E.R : Un peu car j'ai travaillé avec des synthétiseurs, et aujourd'hui c'est devenu indissociable. J'ai quand même essayé d'aller chercher des textures moins connotées Carpenter. Il faut le remettre dans le contexte de son époque.
A.A : On a aussi essayé de faire de la musique d'horreur avec ce qu'on aimait par ailleurs.
Vous avez aussi contribué au travail sonore ? Le sound design contribue à la peur, à accompagner les surgissements...
A.A : Il y a des passages dans le film où il y a beaucoup de "jump scare". La musique et le sound design s'entremêlent jusqu'à se demander ce qui relève de l'un ou de l'autre. C'est le propre du film d'horreur.
Est-ce que votre travail s'est fait à l'image, notamment en terme de synchronisation ?
E.R : Exactement, c'est le côté un peu montage de la musique. On adore bosser à l'image. On réagit ainsi à un résultat immédiat.

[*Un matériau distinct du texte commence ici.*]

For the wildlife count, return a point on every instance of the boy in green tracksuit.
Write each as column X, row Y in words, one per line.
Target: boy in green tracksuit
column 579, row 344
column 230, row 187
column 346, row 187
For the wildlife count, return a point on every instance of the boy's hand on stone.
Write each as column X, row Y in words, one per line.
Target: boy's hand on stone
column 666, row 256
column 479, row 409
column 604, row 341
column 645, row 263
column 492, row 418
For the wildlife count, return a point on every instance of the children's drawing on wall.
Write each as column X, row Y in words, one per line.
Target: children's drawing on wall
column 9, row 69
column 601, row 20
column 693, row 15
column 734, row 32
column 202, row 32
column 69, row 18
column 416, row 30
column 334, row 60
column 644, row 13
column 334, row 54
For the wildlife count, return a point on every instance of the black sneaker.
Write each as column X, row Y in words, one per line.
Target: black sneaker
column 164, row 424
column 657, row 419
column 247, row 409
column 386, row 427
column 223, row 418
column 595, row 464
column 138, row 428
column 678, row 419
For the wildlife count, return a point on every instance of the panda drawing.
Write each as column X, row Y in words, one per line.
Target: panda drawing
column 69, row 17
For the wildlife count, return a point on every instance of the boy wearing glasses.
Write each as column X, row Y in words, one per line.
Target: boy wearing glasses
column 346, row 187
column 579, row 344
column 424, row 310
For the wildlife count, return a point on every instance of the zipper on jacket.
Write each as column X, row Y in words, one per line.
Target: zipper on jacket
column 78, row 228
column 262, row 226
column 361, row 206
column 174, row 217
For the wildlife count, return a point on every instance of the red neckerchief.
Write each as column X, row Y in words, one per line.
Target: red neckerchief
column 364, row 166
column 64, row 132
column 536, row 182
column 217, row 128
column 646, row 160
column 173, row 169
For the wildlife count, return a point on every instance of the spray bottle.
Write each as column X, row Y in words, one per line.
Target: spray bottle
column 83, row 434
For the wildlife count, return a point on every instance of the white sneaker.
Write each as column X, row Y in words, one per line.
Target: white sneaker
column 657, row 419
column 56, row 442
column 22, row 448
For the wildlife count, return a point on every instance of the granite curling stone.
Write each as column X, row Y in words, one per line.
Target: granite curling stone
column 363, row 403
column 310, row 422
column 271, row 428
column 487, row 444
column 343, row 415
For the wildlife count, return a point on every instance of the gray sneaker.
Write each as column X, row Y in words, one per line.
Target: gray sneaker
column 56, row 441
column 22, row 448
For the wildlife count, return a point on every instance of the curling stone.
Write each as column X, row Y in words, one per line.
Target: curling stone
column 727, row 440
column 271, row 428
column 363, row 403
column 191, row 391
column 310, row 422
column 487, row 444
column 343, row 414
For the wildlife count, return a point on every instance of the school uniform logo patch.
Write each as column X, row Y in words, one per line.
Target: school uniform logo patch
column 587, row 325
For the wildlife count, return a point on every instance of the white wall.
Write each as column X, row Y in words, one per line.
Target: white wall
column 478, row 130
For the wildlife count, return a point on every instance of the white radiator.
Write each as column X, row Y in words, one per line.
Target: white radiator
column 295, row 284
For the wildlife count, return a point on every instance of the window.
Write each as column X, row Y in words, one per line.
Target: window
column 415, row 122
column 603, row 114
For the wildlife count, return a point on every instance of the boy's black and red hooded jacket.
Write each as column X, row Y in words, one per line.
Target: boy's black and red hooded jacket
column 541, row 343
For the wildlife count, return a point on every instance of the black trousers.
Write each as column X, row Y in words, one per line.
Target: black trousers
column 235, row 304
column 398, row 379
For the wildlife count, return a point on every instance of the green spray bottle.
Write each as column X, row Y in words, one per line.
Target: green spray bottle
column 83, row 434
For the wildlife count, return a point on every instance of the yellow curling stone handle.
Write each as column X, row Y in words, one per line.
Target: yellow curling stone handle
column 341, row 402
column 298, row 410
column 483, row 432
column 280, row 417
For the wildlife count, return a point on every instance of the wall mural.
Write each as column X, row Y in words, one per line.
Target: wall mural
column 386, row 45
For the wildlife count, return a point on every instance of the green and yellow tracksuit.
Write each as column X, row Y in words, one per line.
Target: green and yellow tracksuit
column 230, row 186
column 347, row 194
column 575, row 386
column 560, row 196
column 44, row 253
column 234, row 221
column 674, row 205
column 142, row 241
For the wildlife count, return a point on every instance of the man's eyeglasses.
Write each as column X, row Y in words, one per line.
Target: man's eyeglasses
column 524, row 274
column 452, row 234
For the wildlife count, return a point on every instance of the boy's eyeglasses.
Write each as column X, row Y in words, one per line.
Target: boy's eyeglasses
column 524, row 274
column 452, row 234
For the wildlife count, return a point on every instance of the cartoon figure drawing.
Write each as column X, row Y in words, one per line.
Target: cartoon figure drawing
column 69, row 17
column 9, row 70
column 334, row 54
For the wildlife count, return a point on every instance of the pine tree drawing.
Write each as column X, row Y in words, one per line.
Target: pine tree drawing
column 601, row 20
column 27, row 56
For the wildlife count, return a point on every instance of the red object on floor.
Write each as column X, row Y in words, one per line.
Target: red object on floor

A.A : C'est bien aussi de travailler sur le scénario, d'être détaché des images, pour pouvoir être beaucoup plus mélodieux, c'était l'approche de Georges. Mais nous concernant c'était en effet beaucoup plus lié à l'image pour suivre les intentions du film.

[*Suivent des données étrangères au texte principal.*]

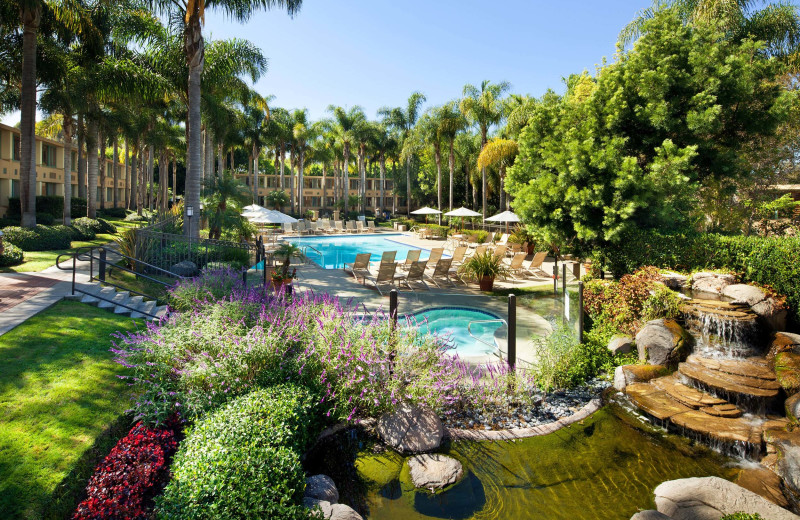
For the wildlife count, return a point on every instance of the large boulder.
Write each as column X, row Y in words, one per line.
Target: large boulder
column 627, row 374
column 322, row 487
column 710, row 498
column 434, row 471
column 411, row 429
column 711, row 282
column 620, row 345
column 760, row 302
column 663, row 342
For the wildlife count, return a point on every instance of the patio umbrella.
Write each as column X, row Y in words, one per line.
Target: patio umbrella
column 462, row 212
column 426, row 211
column 506, row 216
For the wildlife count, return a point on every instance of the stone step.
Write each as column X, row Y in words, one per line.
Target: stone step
column 731, row 430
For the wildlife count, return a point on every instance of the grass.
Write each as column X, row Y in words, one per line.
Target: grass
column 36, row 261
column 60, row 407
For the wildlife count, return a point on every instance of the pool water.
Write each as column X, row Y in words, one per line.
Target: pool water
column 604, row 467
column 334, row 252
column 452, row 323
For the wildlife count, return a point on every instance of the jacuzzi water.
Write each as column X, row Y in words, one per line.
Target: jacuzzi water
column 334, row 252
column 454, row 322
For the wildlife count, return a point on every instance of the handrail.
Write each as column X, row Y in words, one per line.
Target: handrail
column 469, row 330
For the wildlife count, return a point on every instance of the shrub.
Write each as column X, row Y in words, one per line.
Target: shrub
column 243, row 461
column 136, row 470
column 12, row 255
column 39, row 238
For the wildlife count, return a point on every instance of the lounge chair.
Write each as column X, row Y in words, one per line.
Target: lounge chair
column 360, row 266
column 416, row 274
column 385, row 275
column 442, row 271
column 388, row 256
column 411, row 257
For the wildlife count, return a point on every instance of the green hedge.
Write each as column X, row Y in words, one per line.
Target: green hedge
column 12, row 255
column 40, row 238
column 243, row 460
column 772, row 261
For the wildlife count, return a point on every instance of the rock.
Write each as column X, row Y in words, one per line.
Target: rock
column 185, row 268
column 663, row 342
column 787, row 370
column 792, row 406
column 710, row 498
column 674, row 281
column 434, row 471
column 627, row 374
column 711, row 282
column 650, row 514
column 763, row 482
column 343, row 512
column 620, row 344
column 411, row 429
column 324, row 505
column 322, row 487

G.B : C'est vrai que me concernant je n'ai pas du tout travaillé à l'image. J'ai fait les thèmes, et Pascal les a pris tels quels.

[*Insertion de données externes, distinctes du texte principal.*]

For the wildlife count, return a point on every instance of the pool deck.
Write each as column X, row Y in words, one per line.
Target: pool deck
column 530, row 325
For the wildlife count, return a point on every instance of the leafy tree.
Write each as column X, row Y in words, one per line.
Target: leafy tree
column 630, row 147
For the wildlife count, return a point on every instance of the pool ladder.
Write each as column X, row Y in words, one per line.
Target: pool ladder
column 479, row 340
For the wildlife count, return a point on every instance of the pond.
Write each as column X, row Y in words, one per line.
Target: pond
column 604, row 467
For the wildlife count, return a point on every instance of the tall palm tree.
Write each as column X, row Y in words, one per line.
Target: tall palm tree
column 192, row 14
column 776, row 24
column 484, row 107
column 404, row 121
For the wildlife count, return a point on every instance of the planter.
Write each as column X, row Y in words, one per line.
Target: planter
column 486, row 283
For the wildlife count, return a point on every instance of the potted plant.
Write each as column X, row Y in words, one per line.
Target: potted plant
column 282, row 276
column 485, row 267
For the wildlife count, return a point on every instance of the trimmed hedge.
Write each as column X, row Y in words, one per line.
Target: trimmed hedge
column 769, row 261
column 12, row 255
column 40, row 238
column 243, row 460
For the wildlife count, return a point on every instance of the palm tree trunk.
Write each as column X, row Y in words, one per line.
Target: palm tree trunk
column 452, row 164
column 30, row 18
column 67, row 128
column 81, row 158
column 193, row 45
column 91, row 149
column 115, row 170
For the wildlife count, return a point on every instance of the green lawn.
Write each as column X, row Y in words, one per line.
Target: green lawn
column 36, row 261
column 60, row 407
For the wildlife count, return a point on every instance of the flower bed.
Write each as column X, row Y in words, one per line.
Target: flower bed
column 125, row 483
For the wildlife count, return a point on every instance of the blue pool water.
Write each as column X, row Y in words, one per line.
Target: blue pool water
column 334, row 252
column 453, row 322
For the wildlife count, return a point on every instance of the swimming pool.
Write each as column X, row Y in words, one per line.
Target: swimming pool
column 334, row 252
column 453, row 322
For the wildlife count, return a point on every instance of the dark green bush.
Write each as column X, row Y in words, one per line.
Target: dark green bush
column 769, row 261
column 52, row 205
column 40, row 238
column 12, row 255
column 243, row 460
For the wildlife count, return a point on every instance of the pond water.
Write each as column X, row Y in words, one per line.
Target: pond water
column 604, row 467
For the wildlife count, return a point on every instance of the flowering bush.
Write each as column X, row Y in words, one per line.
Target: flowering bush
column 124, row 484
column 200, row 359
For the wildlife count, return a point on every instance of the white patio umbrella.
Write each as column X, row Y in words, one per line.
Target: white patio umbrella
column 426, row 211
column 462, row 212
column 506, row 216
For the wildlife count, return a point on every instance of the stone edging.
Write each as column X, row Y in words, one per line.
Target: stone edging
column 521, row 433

On peut aussi remarquer dans les crédits musicaux du film un certain monde de collaborations, notamment le canadien Todd Bryanton qui est crédité en tant que le compositeur principal... De quoi s'agit-il ?
G.B : Au titre de producteur exécutif et superviseur musical, j'ai d'abord fait appel à des personnes compétentes. J'ai donc constitué une première équipe (Théo Croix, Elisabeth Marx) qui a été remplacée par une deuxième avec Anthony et Édouard. La première proposition ne convenait pas. On ne parvenait pas à faire le lien entre le mélodique et le textural. Je ne dirais pas que la première équipe a échoué, elle a juste essuyé les plâtres. Pascal est très exigeant, je n'ai pas pu les garder. A un moment, c'est le réalisateur qui valide ou pas. Il n'y a pas de bonnes ou de mauvaises musiques de film, il y a la musique que le réalisateur valide et celle qu'il ne valide pas. On peut faire un chef-d'œuvre musical, si Pascal ne la veut pas dans son film, la musique existe mais elle ne figure pas à l'écran. Il y a donc la musique que nous avons faite avec la première équipe qui ne figure pas à l'écran. Et toutes les musiques qu'ont proposé Édouard et Anthony figurent à l'écran. Je devais aussi répondre aux contraintes de la coproduction (Il s'agit d'une coproduction avec le Canada). Nous avons eu un accord de partenariat avec des compositeurs canadiens, finalement c'est Todd Bryanton qui représentait le Canada dans le cas de cette coproduction. Mais c'est au final encore une fois le réalisateur qui décide. C'est délicat de rentrer dans le détail de cette opération. Il faut comprendre que les accords de coproduction se font avant même le tournage. Donc quand on arrive on les ignore, on fait notre travail, et si au bout du compte le réalisateur valide 90 % de ta musique, c'est lui qui décide, en France en tout cas. C'est donc Pascal qui a décidé que 90 % de la musique était de nous trois.